Das erste Lebensjahr
Im ersten Jahr liegt der Schwerpunkt. Die meisten Impfungen fallen mit den U-Untersuchungen zusammen, weshalb viele Praxen beides zusammenlegen.
- Rotaviren: eine Schluckimpfung, die früh beginnt, meist ab einem Alter von sechs Wochen. Je nach Impfstoff sind zwei oder drei Dosen vorgesehen.
- Sechsfachimpfung gegen Tetanus, Diphtherie, Keuchhusten, Haemophilus influenzae Typ b, Kinderlähmung und Hepatitis B.
- Pneumokokken, zeitgleich mit der Sechsfachimpfung.
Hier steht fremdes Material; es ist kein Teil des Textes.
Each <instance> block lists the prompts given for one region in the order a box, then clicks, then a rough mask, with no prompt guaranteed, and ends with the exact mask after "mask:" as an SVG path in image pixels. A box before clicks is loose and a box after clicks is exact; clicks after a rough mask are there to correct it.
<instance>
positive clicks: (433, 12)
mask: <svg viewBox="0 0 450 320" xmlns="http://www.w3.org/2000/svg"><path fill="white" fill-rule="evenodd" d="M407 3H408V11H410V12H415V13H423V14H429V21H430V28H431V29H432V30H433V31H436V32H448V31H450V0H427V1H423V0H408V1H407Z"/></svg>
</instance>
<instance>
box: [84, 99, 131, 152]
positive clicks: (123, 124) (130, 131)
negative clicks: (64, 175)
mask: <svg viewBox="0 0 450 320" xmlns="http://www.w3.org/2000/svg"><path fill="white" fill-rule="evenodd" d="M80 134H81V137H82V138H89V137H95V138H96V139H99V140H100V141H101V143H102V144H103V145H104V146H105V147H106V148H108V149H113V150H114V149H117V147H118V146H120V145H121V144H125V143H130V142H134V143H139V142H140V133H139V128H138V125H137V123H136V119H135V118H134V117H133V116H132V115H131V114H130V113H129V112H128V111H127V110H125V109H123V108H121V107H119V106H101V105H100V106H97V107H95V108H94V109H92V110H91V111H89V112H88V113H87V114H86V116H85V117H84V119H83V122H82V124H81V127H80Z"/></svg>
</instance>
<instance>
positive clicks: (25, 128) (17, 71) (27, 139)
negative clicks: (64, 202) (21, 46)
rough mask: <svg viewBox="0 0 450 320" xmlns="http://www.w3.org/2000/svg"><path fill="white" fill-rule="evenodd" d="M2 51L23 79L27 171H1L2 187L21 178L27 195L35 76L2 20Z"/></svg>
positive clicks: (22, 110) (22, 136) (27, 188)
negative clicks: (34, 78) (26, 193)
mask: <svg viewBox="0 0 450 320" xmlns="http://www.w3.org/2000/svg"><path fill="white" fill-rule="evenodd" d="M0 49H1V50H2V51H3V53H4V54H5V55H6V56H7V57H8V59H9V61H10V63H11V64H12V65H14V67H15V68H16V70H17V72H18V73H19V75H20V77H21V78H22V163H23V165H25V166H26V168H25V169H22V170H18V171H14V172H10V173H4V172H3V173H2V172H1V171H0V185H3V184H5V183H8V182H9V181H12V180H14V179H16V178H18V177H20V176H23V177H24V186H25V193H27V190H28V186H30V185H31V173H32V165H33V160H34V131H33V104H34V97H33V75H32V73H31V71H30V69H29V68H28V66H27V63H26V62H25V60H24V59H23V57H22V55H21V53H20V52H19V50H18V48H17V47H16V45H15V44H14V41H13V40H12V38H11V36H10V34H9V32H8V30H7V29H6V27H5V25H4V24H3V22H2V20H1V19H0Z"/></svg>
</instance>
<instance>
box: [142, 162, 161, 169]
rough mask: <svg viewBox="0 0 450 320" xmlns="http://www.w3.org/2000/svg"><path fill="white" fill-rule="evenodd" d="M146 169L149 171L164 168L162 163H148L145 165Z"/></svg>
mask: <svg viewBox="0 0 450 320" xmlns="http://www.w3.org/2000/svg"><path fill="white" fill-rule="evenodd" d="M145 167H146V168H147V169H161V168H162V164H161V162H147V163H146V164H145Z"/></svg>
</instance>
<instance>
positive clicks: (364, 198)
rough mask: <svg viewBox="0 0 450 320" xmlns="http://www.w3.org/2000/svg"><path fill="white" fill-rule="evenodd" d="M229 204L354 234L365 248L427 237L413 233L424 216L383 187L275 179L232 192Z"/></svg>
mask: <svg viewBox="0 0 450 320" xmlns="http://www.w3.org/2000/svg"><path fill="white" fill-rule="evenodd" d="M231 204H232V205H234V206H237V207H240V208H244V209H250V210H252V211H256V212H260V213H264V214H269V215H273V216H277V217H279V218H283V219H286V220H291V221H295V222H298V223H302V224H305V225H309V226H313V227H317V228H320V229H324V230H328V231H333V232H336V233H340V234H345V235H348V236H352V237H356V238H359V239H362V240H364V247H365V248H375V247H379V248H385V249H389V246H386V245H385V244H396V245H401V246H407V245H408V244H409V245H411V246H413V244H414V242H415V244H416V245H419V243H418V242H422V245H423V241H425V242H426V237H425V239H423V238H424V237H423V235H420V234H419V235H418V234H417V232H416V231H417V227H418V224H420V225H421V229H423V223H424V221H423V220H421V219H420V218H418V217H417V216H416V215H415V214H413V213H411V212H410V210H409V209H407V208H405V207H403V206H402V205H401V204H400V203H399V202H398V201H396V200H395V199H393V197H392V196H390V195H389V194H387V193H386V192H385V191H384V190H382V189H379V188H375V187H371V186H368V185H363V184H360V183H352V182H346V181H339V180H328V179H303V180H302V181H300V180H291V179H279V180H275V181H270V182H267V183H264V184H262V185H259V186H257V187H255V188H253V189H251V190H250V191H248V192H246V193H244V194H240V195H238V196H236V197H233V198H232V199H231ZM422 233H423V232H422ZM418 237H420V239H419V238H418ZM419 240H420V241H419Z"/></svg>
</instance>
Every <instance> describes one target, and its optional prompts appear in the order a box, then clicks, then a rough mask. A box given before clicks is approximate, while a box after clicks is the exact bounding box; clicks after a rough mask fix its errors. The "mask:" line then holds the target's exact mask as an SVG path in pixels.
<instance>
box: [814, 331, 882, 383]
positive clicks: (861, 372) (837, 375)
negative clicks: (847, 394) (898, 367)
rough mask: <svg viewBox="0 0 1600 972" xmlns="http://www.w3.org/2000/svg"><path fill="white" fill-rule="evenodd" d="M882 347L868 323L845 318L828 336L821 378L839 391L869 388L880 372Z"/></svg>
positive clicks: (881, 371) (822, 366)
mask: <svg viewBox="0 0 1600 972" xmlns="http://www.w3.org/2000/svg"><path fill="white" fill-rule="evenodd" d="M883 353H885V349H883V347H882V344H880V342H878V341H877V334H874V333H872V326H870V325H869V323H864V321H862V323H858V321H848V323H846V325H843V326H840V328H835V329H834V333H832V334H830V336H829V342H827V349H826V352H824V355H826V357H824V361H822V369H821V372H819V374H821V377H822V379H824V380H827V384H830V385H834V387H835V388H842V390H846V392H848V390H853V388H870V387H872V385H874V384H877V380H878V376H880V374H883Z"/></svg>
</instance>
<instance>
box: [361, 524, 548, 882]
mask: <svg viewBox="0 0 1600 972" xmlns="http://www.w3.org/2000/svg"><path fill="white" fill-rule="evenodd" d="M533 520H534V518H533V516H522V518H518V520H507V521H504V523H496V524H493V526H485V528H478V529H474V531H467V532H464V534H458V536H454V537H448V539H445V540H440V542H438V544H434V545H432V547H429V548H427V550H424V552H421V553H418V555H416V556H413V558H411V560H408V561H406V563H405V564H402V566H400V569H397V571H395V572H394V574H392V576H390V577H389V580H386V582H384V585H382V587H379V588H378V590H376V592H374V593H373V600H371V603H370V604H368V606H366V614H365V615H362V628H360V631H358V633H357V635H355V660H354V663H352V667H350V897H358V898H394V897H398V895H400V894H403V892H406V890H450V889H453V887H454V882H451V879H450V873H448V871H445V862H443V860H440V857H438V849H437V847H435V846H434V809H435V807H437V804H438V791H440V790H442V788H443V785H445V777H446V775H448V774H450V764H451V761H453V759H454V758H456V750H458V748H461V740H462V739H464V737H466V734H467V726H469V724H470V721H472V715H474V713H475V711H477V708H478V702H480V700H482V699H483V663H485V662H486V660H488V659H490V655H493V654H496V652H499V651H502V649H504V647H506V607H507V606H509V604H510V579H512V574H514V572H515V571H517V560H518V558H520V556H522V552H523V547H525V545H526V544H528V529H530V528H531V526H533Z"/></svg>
- Meningokokken B sowie im zweiten Lebensjahr Meningokokken C.
Bei reif geborenen Kindern gilt in der Regel ein Schema mit zwei Dosen im ersten halben Jahr und einer weiteren gegen Ende des ersten Jahres. Frühgeborene bekommen eine zusätzliche Dosis. Welche Termine für euer Kind gelten, steht im Impfplan, den ihr in der Praxis bekommt.
Zweites Lebensjahr
- Masern, Mumps, Röteln in zwei Dosen, die erste meist gegen Ende des ersten Lebensjahres, die zweite einige Monate später.
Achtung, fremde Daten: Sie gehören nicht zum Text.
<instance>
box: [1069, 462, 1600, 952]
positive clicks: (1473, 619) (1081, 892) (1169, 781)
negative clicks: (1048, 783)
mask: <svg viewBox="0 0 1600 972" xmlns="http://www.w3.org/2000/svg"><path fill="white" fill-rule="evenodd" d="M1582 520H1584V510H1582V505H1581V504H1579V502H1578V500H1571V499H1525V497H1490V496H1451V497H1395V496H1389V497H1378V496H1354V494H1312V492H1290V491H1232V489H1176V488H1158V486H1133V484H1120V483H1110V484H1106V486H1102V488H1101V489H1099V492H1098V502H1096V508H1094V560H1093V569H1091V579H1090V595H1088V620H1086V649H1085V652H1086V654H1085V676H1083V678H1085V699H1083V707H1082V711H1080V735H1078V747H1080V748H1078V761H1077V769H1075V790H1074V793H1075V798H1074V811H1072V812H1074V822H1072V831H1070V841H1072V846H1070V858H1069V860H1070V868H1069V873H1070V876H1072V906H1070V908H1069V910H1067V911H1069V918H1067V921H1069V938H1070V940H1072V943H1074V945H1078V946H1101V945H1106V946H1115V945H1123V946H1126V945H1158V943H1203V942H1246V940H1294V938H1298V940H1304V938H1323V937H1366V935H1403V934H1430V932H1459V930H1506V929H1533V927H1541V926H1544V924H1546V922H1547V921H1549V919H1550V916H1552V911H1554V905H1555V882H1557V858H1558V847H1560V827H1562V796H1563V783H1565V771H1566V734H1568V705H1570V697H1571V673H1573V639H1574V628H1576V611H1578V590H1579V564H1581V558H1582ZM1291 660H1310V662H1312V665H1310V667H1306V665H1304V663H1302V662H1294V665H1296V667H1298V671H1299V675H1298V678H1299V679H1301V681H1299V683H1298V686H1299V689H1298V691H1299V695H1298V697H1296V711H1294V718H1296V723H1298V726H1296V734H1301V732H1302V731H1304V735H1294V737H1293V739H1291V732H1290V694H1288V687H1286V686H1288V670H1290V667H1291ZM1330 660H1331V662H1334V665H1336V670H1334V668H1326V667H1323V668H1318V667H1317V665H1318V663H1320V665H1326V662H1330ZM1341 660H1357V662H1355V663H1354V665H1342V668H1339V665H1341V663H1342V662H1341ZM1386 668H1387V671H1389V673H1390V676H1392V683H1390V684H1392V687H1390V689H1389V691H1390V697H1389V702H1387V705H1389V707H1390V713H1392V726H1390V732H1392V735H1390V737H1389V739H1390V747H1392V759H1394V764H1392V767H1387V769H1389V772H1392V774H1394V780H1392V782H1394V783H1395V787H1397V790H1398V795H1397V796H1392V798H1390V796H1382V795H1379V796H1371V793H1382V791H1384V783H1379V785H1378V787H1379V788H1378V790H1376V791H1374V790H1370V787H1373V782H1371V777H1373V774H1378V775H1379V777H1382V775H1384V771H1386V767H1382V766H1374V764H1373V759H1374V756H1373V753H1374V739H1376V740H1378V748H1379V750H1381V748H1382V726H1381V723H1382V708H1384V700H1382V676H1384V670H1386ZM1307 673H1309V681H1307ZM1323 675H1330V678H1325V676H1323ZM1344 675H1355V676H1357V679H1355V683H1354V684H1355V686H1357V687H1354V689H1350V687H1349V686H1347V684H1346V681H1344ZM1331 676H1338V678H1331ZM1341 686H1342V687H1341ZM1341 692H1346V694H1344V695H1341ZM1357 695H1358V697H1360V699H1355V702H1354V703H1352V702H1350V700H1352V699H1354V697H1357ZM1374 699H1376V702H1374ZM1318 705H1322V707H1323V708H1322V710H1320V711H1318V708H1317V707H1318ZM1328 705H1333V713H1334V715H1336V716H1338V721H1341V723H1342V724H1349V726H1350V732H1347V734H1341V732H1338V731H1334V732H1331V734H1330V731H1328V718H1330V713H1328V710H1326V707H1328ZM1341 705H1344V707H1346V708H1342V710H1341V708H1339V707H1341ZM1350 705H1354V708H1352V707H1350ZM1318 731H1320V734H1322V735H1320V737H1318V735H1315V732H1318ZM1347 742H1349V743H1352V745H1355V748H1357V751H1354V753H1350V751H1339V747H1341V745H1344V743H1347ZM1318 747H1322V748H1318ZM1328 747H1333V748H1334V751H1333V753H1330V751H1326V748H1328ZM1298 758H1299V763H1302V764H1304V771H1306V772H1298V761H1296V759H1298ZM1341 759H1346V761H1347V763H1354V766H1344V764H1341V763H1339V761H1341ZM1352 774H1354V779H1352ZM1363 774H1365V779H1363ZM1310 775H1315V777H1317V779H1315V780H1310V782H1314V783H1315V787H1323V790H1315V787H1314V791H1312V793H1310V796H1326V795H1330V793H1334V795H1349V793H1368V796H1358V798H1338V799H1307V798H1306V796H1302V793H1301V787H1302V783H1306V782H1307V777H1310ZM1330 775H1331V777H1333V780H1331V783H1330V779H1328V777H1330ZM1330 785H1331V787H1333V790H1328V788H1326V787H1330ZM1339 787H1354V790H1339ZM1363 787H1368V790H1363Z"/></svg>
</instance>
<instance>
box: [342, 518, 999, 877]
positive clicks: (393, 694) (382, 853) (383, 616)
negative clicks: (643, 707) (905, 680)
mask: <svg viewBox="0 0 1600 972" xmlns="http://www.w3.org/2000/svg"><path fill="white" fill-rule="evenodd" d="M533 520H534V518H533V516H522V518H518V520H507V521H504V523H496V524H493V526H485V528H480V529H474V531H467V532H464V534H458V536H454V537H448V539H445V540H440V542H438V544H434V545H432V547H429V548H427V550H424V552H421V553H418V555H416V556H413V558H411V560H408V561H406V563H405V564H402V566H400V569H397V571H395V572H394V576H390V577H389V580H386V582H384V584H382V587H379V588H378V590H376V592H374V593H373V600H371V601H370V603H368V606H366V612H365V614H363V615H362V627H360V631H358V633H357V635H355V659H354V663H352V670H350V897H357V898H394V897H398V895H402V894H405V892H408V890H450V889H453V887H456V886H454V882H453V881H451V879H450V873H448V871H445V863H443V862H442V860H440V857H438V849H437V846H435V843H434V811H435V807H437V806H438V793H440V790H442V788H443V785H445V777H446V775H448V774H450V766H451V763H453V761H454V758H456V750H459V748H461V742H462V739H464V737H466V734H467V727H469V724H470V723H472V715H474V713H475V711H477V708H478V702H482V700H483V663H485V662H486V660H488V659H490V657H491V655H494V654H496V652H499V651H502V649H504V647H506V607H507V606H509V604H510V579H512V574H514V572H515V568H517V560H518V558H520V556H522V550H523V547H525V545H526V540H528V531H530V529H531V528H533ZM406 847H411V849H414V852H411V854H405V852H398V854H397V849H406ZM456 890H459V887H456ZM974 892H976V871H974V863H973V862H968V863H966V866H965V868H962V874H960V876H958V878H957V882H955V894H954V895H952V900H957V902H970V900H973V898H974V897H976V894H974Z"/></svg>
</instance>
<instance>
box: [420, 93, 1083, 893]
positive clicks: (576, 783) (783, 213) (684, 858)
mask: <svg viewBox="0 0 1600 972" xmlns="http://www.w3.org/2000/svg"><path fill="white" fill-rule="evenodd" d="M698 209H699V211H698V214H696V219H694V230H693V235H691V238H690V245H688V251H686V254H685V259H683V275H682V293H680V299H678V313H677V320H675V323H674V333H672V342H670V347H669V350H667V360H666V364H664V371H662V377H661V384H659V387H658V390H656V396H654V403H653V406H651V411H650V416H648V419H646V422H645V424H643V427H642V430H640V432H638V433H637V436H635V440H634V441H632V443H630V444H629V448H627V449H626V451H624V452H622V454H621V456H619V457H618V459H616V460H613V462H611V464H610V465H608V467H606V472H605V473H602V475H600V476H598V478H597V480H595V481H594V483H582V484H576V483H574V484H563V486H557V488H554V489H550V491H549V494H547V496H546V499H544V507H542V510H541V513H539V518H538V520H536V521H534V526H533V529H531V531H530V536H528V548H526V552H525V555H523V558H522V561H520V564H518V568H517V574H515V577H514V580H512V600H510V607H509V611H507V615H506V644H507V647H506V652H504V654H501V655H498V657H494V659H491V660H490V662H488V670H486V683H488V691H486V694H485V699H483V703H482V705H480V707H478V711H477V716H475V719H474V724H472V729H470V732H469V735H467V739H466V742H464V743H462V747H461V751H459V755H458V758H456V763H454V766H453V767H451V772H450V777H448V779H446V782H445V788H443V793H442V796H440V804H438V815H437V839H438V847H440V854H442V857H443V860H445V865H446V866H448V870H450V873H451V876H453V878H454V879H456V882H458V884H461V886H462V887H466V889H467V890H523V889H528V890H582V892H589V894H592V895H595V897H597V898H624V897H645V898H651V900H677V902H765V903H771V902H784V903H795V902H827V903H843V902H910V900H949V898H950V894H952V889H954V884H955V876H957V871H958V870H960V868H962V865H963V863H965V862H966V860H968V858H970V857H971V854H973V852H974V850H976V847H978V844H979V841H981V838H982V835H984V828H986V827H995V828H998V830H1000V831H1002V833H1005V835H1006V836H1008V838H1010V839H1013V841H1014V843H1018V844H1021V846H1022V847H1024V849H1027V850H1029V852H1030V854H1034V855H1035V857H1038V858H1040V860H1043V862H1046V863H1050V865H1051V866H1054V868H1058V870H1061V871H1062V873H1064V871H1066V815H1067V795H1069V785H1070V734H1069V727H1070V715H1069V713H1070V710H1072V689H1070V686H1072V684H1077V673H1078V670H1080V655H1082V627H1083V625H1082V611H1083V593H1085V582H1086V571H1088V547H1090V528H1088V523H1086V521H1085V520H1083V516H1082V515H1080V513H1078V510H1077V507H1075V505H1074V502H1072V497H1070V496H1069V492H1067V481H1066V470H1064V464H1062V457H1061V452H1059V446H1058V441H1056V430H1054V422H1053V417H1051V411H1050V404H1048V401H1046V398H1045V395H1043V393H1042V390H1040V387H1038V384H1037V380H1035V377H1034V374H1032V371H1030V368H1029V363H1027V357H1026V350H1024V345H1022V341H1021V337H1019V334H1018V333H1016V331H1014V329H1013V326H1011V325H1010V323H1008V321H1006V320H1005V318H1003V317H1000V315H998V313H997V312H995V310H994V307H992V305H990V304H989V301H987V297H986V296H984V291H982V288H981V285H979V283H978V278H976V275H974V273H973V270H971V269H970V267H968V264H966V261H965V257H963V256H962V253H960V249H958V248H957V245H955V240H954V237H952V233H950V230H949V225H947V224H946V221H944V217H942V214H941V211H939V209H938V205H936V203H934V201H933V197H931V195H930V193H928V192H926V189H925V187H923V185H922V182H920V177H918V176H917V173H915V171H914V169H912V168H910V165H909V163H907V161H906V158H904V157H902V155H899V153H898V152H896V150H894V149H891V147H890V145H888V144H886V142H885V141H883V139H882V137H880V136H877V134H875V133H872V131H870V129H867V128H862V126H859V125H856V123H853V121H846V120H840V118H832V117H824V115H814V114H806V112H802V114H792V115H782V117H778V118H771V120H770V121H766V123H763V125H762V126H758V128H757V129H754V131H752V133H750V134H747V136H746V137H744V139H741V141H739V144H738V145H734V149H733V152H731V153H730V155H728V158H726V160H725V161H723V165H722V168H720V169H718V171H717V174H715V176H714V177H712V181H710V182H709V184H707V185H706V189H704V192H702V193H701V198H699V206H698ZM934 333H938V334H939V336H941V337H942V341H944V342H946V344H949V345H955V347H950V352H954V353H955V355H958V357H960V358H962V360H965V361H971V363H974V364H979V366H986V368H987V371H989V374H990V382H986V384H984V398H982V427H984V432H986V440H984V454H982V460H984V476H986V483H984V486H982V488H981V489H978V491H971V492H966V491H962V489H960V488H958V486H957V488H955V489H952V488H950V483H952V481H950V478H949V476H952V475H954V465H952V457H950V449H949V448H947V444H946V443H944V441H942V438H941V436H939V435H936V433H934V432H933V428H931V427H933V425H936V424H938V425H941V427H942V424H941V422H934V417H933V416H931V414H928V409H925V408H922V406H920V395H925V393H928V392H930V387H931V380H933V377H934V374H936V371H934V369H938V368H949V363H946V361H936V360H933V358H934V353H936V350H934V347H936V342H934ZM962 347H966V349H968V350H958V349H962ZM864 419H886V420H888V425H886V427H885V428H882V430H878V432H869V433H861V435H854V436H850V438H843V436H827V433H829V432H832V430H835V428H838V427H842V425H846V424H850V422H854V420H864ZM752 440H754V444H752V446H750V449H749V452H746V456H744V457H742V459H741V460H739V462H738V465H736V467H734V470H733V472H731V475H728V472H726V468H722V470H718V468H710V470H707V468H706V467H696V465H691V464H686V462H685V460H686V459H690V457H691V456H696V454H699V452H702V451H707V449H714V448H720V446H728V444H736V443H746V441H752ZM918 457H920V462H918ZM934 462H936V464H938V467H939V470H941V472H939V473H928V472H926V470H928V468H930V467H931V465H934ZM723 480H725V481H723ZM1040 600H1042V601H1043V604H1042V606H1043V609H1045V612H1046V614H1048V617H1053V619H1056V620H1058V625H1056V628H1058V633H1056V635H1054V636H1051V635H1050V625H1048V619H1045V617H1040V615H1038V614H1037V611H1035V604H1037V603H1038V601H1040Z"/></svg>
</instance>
- Windpocken, zeitlich parallel zu den MMR-Dosen. Für die erste Gabe werden MMR und Windpocken oft getrennt gespritzt.
- Abschluss der Grundimmunisierung bei Sechsfach- und Pneumokokkenimpfung.
Für die Kita ist die Masernimpfung besonders wichtig: Das Masernschutzgesetz verlangt vor der Aufnahme in eine Gemeinschaftseinrichtung einen Nachweis.
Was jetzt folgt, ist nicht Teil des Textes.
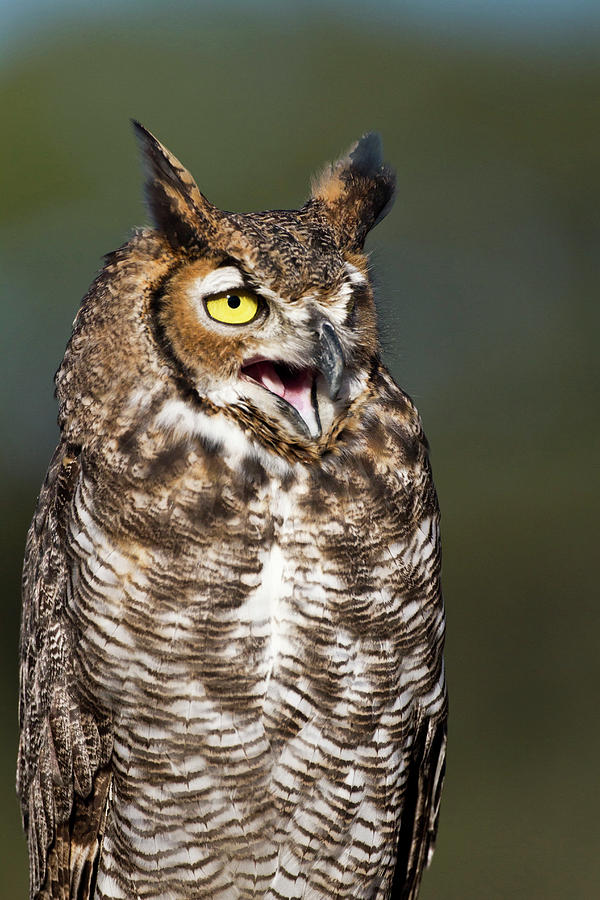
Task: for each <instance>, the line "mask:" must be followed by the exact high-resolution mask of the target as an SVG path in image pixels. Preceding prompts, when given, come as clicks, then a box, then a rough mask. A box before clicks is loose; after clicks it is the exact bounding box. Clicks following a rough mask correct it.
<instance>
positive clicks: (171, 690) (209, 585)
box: [17, 123, 447, 900]
mask: <svg viewBox="0 0 600 900" xmlns="http://www.w3.org/2000/svg"><path fill="white" fill-rule="evenodd" d="M134 127H135V131H136V134H137V137H138V140H139V143H140V146H141V152H142V157H143V161H144V165H145V171H146V197H147V203H148V206H149V210H150V214H151V218H152V223H153V227H152V228H147V229H144V230H141V231H138V232H136V233H135V234H134V236H133V237H132V238H131V240H129V241H128V242H127V243H126V244H125V245H124V246H122V247H121V248H120V249H119V250H117V251H116V252H114V253H112V254H110V255H109V256H108V257H107V258H106V264H105V266H104V268H103V270H102V271H101V273H100V274H99V276H98V277H97V278H96V280H95V281H94V283H93V284H92V286H91V288H90V290H89V292H88V294H87V295H86V297H85V298H84V300H83V302H82V305H81V307H80V309H79V312H78V313H77V316H76V318H75V322H74V325H73V333H72V336H71V339H70V341H69V344H68V346H67V350H66V352H65V356H64V359H63V362H62V364H61V366H60V368H59V370H58V372H57V375H56V392H57V398H58V401H59V425H60V443H59V446H58V448H57V450H56V452H55V454H54V456H53V458H52V461H51V462H50V467H49V470H48V474H47V476H46V480H45V482H44V485H43V487H42V490H41V494H40V497H39V501H38V506H37V511H36V513H35V515H34V519H33V522H32V525H31V528H30V531H29V534H28V538H27V547H26V554H25V564H24V573H23V618H22V635H21V654H20V657H21V697H20V727H21V736H20V747H19V759H18V775H17V789H18V794H19V797H20V800H21V804H22V812H23V822H24V827H25V830H26V833H27V839H28V846H29V858H30V897H31V898H44V900H46V898H80V900H84V898H94V900H100V898H102V900H109V898H111V900H123V898H169V900H171V898H172V900H175V898H184V900H192V898H212V900H229V898H231V900H234V898H248V900H249V898H269V900H281V898H313V900H316V898H352V900H357V898H373V900H384V898H391V897H394V898H402V900H409V898H410V900H413V898H416V896H417V893H418V890H419V883H420V879H421V874H422V871H423V869H424V867H425V866H426V865H427V863H428V861H429V859H430V857H431V854H432V851H433V842H434V838H435V832H436V827H437V820H438V811H439V803H440V793H441V787H442V780H443V772H444V757H445V746H446V712H447V700H446V687H445V680H444V667H443V658H442V650H443V640H444V611H443V604H442V596H441V589H440V541H439V528H438V524H439V514H438V505H437V500H436V494H435V489H434V486H433V482H432V476H431V470H430V464H429V459H428V446H427V442H426V439H425V437H424V435H423V431H422V428H421V424H420V420H419V416H418V413H417V411H416V409H415V407H414V405H413V403H412V402H411V400H410V399H409V397H408V396H407V395H406V394H405V393H404V392H403V391H402V390H401V389H400V388H399V387H397V386H396V384H395V383H394V381H393V380H392V378H391V377H390V375H389V373H388V372H387V371H386V369H385V367H384V366H383V364H382V362H381V357H380V347H379V343H378V337H377V319H376V310H375V305H374V299H373V291H372V286H371V281H370V275H369V269H368V265H367V258H366V256H365V253H364V250H363V246H364V242H365V237H366V235H367V233H368V232H369V230H370V229H371V228H372V227H373V226H374V225H375V224H376V223H377V222H378V221H379V220H380V219H381V218H382V217H383V216H384V215H385V213H386V212H387V210H388V209H389V207H390V204H391V201H392V198H393V193H394V184H395V177H394V174H393V172H392V170H391V169H390V168H388V167H387V166H386V165H385V164H384V163H383V162H382V156H381V148H380V141H379V138H378V137H377V136H376V135H374V134H367V135H366V136H364V137H363V138H362V139H361V140H360V141H358V143H357V144H355V145H354V147H353V148H352V149H351V150H350V152H349V153H348V155H347V156H345V157H344V158H342V159H340V160H339V161H337V162H336V163H334V164H333V165H331V166H329V167H327V168H326V170H325V171H324V173H323V174H322V175H321V176H320V177H319V178H317V179H316V180H315V182H314V184H313V186H312V193H311V196H310V199H309V200H308V201H307V202H306V203H305V205H304V206H303V207H302V208H301V209H300V210H293V211H292V210H275V211H269V212H259V213H249V214H238V213H232V212H226V211H223V210H220V209H218V208H217V207H216V206H214V205H213V204H212V203H210V202H209V201H208V200H207V199H206V198H205V197H204V196H203V195H202V194H201V193H200V191H199V189H198V187H197V186H196V184H195V182H194V180H193V179H192V177H191V175H190V174H189V173H188V171H187V170H186V169H185V168H184V167H183V166H182V165H181V163H179V162H178V160H177V159H176V158H175V157H174V156H173V155H172V154H171V153H170V152H169V151H168V150H167V149H166V148H165V147H164V146H163V145H162V144H160V143H159V141H158V140H156V138H154V137H153V136H152V135H151V134H150V133H149V132H148V131H146V130H145V129H144V128H143V127H142V126H141V125H139V124H137V123H134Z"/></svg>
Vorschulalter und Schulzeit
- Auffrischung gegen Tetanus, Diphtherie und Keuchhusten im Alter von etwa fünf bis sechs Jahren.
- Auffrischung gegen Tetanus, Diphtherie, Keuchhusten und Kinderlähmung im Jugendalter.
- HPV für alle Kinder ab neun Jahren, also Mädchen und Jungen. Wer früh impft, braucht nur zwei Dosen, bei späterem Beginn sind es drei.
Die HPV-Impfung ist die am häufigsten verpasste Impfung dieser Altersgruppe, weil in diesen Jahren kaum noch Vorsorgetermine anstehen. Die J1 im Alter von zwölf bis vierzehn Jahren ist ein guter Anlass, danach zu fragen.
Jährlich und bei besonderem Risiko
Für Kinder mit chronischen Erkrankungen, für Frühgeborene und je nach Lebenssituation gelten zusätzliche Empfehlungen, etwa zur Grippeimpfung. Auch die FSME-Impfung hängt davon ab, ob ihr in einem Risikogebiet wohnt oder dorthin reist. Das ist kein Standardfall, sondern gehört in die Praxis.
Was Eltern praktisch hilft
Der gelbe Pass bleibt das Original. Er zählt in Kita, Schule und Praxis und gehört zu den Dokumenten, von denen es ein Foto geben sollte. Verlorene Impfpässe lassen sich nur mühsam rekonstruieren.
Die Auffrischungen sind das eigentliche Problem. Die Grundimmunisierung im ersten Jahr läuft mit den U-Untersuchungen fast von selbst. Was danach kommt, liegt Jahre auseinander, und genau da entstehen die Lücken. Wer die nächste Fälligkeit direkt nach dem Termin notiert, hat das Thema erledigt.
Eine Lücke ist selten dramatisch. Versäumte Impfungen können fast immer nachgeholt werden, ohne von vorne zu beginnen. Fragt in der Praxis nach einem Nachholplan, statt es auf sich beruhen zu lassen.
Den Überblick behalten
In WennDannDa tragt ihr jede Impfung mit Datum und nächster Fälligkeit ein, pro Person. Wenn eine Auffrischung ansteht, erinnert die App rechtzeitig, und der Termin wandert in den Familienkalender. Die Standardimpfungen sind als Vorlage hinterlegt, ihr tippt sie an, statt Namen abzuschreiben.
Die Angaben in diesem Artikel geben den Stand der Empfehlungen zum Veröffentlichungsdatum wieder. Maßgeblich ist immer der aktuelle Impfkalender des Robert Koch-Instituts.